I’ve had some great doctors. I have also had some fairly incompetent ones. The nurses, on the other hand, have all been terrific. They are the ones who really know what is happening. I’ll ask a nurse something before I ask any doctor. A nurse, even if they don’t know the answer, can usually do some investigative work and get you the information you need. Plus, they clean up all of the messes!

I don’t mind having surgery. It is nothing that scares me. I’m confident in the doctor who is performing the surgery, so I know I am in capable hands. There are great nurses around as well. Likewise, I know prayers are already being spoken for me. Therefore, it is in God’s hands. What is there to fear? I just hope they ask me what kind of music I want to listen to as I drift off to sleep!

P.S. I had my first test for COVID-19 today. It felt like someone shot onion juice up into my sinuses, as my nostrils begin to sting and my eyes began to water! After that I feel like I can face anything.

Spina Bifida Blues

Every man has his secret sorrows which the world knows not; and often times we call a man cold when he is only sad.” ― Henry Wadsworth Longfellow

I think it is safe to say that most, if not all of us feel down at times. What do you do when you feel like this? I have to be honest, there have been many times when I have felt despair.
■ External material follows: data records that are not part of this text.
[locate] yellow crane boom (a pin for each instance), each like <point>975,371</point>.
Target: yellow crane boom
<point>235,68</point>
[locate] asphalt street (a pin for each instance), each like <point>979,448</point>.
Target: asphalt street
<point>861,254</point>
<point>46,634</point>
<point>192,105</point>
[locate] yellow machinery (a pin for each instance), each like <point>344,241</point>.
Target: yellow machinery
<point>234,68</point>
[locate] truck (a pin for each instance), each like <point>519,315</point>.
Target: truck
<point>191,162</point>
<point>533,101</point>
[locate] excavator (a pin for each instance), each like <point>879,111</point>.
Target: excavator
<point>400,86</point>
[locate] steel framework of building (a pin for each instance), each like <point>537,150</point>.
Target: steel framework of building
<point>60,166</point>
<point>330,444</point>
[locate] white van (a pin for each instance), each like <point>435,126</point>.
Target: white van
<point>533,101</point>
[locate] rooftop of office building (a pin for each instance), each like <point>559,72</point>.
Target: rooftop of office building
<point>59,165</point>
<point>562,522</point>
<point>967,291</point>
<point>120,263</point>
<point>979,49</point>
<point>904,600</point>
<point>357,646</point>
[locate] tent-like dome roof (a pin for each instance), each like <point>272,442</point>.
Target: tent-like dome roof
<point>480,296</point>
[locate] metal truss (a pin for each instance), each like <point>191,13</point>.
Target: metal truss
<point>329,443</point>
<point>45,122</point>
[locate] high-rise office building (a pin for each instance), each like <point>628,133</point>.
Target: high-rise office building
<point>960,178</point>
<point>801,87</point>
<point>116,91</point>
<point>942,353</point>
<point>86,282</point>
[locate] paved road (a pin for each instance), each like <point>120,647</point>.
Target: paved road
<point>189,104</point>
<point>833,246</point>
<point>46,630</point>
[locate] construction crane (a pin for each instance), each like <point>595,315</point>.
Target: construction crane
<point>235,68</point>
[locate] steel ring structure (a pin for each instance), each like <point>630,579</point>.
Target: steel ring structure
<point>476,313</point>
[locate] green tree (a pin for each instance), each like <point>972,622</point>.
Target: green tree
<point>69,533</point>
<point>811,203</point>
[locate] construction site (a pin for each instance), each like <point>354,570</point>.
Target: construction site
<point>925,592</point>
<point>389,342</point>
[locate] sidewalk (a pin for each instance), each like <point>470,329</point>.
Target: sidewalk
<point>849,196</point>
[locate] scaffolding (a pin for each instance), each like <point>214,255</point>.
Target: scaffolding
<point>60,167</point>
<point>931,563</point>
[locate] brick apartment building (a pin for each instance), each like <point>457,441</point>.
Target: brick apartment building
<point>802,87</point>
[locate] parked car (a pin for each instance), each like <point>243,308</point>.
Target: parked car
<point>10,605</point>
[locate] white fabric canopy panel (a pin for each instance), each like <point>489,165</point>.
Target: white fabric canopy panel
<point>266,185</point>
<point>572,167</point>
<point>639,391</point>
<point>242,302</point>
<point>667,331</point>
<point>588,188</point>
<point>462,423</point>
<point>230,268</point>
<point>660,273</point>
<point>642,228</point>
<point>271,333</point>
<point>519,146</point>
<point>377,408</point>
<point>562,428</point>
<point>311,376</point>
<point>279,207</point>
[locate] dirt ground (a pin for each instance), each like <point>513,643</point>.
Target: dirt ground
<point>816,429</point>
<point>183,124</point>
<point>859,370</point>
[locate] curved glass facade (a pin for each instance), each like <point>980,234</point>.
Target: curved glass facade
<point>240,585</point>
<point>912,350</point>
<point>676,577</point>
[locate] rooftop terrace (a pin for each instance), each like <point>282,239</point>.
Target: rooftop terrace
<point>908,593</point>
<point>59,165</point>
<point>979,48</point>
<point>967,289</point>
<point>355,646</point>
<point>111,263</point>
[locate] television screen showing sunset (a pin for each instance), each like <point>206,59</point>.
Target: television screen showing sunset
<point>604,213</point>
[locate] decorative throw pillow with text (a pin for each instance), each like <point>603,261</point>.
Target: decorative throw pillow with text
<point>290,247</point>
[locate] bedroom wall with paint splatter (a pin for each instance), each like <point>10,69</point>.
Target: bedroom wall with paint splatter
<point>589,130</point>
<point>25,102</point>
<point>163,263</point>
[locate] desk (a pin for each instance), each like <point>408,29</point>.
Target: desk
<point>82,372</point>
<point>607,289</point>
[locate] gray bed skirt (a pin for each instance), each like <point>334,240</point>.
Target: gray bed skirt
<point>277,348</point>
This despair is something that has made me feel alone. I have been afraid to share my true feelings, even with those closest to me.

Some of this has been brought about by my feelings of inferiority, which I have touched upon in previous posts. I often feel as if I am not good enough for anything or anyone. These feelings often lead me to doubt myself in almost every facet of life. Many days I go to work worrying that I am going to “screw up” or forget to do something.  I believe one of the things that has fueled these feelings of insecurity is that others have often “talked down” to me as if I am too stupid to communicate just like anyone other person.  My legs don’t work correctly, but my brain functions pretty well.  Just don’t ask me to do math! 
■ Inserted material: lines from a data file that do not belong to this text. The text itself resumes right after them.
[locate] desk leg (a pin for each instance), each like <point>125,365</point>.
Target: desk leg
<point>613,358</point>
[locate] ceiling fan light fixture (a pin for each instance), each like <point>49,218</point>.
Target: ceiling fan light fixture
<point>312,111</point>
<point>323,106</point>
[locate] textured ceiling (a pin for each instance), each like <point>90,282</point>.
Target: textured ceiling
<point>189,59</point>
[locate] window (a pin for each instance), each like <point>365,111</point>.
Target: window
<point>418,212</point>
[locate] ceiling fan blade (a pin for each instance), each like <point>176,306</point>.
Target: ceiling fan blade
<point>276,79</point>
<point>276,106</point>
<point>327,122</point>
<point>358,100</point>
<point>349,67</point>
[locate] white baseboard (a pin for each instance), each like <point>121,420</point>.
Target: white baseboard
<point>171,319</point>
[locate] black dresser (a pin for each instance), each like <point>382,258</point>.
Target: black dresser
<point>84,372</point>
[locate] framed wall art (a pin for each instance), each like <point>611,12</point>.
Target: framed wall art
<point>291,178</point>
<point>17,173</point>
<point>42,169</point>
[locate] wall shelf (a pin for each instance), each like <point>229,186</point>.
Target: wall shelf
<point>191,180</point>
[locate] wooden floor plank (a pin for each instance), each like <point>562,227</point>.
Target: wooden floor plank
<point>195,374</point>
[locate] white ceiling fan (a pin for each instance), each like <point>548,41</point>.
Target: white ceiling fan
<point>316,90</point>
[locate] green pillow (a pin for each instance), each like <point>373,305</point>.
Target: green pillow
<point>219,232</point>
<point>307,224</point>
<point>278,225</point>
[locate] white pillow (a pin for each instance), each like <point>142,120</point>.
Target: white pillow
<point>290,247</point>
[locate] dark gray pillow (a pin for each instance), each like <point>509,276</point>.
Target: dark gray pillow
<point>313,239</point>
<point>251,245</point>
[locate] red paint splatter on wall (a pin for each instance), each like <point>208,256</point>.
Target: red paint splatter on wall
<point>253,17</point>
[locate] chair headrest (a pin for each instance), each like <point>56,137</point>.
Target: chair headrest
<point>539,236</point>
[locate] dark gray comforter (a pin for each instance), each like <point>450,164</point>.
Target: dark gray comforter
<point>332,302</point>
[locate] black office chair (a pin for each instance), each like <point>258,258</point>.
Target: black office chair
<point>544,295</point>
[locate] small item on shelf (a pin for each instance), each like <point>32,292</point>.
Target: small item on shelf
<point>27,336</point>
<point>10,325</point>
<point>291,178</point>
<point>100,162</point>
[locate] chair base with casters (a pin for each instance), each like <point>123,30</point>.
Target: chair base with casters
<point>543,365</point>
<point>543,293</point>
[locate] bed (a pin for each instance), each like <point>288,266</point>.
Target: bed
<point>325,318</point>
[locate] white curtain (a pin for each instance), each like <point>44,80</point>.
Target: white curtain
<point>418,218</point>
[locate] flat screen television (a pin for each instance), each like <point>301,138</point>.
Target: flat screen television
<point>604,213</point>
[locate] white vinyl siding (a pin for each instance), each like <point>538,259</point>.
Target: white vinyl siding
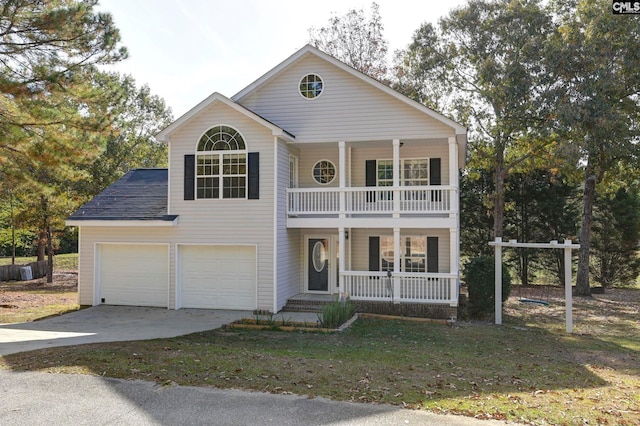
<point>289,251</point>
<point>360,245</point>
<point>349,108</point>
<point>227,221</point>
<point>433,149</point>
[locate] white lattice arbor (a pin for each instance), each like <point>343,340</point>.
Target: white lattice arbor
<point>567,247</point>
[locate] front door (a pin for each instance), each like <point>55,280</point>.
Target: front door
<point>318,265</point>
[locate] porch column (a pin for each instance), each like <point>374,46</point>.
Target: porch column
<point>454,263</point>
<point>396,178</point>
<point>342,177</point>
<point>453,176</point>
<point>341,260</point>
<point>396,265</point>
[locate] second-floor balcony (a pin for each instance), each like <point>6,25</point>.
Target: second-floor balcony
<point>434,200</point>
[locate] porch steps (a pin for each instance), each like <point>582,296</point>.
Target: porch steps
<point>307,302</point>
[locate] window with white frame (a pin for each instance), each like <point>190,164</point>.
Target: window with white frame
<point>293,171</point>
<point>221,164</point>
<point>414,172</point>
<point>413,254</point>
<point>324,172</point>
<point>311,86</point>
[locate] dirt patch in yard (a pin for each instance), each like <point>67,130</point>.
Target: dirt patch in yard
<point>21,300</point>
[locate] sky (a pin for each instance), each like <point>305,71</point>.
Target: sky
<point>185,50</point>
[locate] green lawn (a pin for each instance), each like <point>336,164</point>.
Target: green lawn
<point>527,370</point>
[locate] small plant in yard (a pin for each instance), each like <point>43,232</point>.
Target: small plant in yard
<point>335,314</point>
<point>479,275</point>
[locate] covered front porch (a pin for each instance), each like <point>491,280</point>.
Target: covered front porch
<point>382,265</point>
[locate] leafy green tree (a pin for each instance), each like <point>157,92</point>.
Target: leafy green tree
<point>476,213</point>
<point>592,71</point>
<point>52,110</point>
<point>483,65</point>
<point>541,207</point>
<point>49,49</point>
<point>136,116</point>
<point>356,40</point>
<point>616,233</point>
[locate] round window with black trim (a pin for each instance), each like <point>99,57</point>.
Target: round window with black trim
<point>324,172</point>
<point>311,86</point>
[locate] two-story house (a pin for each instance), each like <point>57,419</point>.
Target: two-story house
<point>313,179</point>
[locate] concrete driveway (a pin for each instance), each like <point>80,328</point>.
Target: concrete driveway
<point>105,323</point>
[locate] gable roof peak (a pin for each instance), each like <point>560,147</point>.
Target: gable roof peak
<point>215,97</point>
<point>309,49</point>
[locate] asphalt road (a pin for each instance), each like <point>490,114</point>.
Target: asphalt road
<point>31,398</point>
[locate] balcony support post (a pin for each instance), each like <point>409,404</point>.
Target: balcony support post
<point>341,259</point>
<point>396,265</point>
<point>342,177</point>
<point>396,178</point>
<point>453,176</point>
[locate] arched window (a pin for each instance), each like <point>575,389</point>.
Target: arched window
<point>221,164</point>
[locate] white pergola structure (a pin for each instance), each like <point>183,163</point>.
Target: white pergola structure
<point>567,246</point>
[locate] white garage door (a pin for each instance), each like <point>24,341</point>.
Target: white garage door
<point>133,274</point>
<point>218,277</point>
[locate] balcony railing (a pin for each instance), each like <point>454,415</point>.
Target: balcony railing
<point>371,200</point>
<point>437,288</point>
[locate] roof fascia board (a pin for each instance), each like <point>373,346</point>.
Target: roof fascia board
<point>121,223</point>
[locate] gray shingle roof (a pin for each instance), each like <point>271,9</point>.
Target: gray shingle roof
<point>140,194</point>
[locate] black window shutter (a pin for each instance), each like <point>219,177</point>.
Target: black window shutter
<point>432,254</point>
<point>371,178</point>
<point>189,176</point>
<point>374,253</point>
<point>253,192</point>
<point>435,177</point>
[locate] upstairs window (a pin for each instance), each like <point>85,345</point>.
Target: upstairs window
<point>311,86</point>
<point>221,164</point>
<point>414,172</point>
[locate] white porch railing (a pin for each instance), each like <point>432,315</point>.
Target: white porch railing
<point>371,200</point>
<point>440,288</point>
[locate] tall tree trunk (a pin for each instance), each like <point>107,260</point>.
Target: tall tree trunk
<point>498,206</point>
<point>49,256</point>
<point>582,282</point>
<point>42,244</point>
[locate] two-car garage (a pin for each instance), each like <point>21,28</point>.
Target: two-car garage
<point>207,276</point>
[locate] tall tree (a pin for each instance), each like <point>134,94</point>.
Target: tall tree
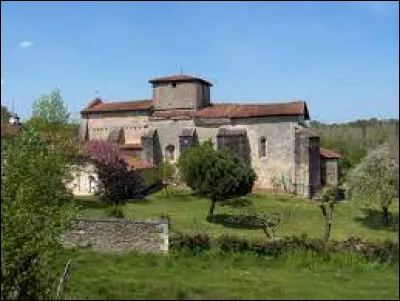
<point>217,175</point>
<point>117,182</point>
<point>50,117</point>
<point>51,108</point>
<point>36,207</point>
<point>376,179</point>
<point>5,114</point>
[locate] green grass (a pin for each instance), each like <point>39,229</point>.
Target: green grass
<point>211,276</point>
<point>188,213</point>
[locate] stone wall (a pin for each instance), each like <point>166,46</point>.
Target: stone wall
<point>134,127</point>
<point>84,181</point>
<point>330,171</point>
<point>118,235</point>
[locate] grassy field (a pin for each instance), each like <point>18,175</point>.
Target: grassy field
<point>188,214</point>
<point>211,276</point>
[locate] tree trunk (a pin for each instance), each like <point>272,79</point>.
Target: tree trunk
<point>327,213</point>
<point>211,212</point>
<point>328,228</point>
<point>385,216</point>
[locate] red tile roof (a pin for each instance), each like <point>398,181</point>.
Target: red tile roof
<point>131,146</point>
<point>307,131</point>
<point>97,105</point>
<point>329,154</point>
<point>178,78</point>
<point>137,163</point>
<point>253,110</point>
This doubt can be paralyzing. Fortunately, I have reached out to others who have helped me begin to see myself in a more positive light.  Counseling has shown me that I do have things I can contribute to society.  It has been a positive experience sharing my doubts and insecurities in a therapeutic setting.   
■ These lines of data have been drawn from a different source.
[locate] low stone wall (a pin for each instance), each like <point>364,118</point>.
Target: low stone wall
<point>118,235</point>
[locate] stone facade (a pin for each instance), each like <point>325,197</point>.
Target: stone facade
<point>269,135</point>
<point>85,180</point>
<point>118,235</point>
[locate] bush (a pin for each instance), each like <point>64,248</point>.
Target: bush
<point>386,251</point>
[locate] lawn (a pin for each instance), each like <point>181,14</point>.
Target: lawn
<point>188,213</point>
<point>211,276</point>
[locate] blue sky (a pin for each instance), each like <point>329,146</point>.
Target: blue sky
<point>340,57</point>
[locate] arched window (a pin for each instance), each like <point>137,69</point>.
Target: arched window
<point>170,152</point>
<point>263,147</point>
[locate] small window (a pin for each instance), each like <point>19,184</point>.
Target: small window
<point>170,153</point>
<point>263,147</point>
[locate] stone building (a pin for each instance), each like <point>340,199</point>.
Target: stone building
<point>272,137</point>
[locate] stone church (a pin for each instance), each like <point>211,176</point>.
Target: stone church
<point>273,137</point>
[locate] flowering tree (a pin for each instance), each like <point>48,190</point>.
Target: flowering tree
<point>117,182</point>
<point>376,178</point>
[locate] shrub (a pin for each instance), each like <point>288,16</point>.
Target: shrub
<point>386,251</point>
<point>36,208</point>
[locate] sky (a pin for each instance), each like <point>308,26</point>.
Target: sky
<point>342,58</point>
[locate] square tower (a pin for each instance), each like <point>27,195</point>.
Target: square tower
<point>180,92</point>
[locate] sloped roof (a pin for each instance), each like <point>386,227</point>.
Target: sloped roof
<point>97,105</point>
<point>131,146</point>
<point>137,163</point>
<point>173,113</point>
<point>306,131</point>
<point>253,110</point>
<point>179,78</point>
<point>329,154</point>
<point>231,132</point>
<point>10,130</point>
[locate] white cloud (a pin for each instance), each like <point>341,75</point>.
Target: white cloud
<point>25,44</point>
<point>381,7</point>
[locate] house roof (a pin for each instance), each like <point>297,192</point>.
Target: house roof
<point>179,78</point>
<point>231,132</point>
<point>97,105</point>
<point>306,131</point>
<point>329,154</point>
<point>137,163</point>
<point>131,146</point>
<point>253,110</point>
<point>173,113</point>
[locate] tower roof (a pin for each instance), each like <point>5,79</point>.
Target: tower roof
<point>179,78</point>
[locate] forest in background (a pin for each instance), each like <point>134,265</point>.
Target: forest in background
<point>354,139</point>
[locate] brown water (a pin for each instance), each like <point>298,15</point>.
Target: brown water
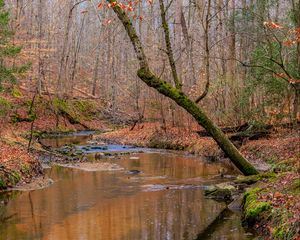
<point>115,205</point>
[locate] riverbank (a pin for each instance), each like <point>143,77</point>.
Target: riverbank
<point>23,117</point>
<point>271,204</point>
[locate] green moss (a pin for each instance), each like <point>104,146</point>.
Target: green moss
<point>15,92</point>
<point>3,184</point>
<point>253,207</point>
<point>255,178</point>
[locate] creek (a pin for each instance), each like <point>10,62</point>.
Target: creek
<point>164,200</point>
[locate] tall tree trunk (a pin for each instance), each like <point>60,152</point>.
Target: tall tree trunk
<point>181,99</point>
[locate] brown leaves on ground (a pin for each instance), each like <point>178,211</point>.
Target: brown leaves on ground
<point>12,157</point>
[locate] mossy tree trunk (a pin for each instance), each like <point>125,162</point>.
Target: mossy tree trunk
<point>176,94</point>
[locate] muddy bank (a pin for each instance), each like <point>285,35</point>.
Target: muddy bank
<point>17,166</point>
<point>271,205</point>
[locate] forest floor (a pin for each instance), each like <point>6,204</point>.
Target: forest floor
<point>271,205</point>
<point>18,115</point>
<point>272,201</point>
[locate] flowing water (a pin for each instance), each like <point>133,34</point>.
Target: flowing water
<point>164,201</point>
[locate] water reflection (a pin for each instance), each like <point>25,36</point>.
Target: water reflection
<point>112,205</point>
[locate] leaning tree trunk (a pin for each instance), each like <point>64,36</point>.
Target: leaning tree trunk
<point>180,98</point>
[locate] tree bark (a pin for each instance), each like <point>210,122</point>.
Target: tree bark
<point>180,98</point>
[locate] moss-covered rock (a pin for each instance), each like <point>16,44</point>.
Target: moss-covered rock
<point>217,193</point>
<point>253,207</point>
<point>254,178</point>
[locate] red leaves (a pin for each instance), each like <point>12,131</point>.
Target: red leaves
<point>272,25</point>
Writing this blog has also been a cathartic experience, as it has helped me unleash some of the “demons” that rule my thoughts.  Likewise, the power of prayer has also been very instrumental in helping me get over some of these irrational fears.  I must be honest there have been many times that I have lashed out at God for “placing” me in this body.  

Humor is always good medicine as well.  I have learned over the years that you have to laugh at the circumstances of life.  This helps one move past the bad and appreciate the good things that life has to offer.  I wish I could go back and tell my younger self to shut out the negative thoughts and focus only on the good.  That is a lesson that I am just now learning as a 42 year old man.   

Finally, it is important to keep active.  Now that the weather here in Illinois is getting warmer, I will be outside cycling away my blues.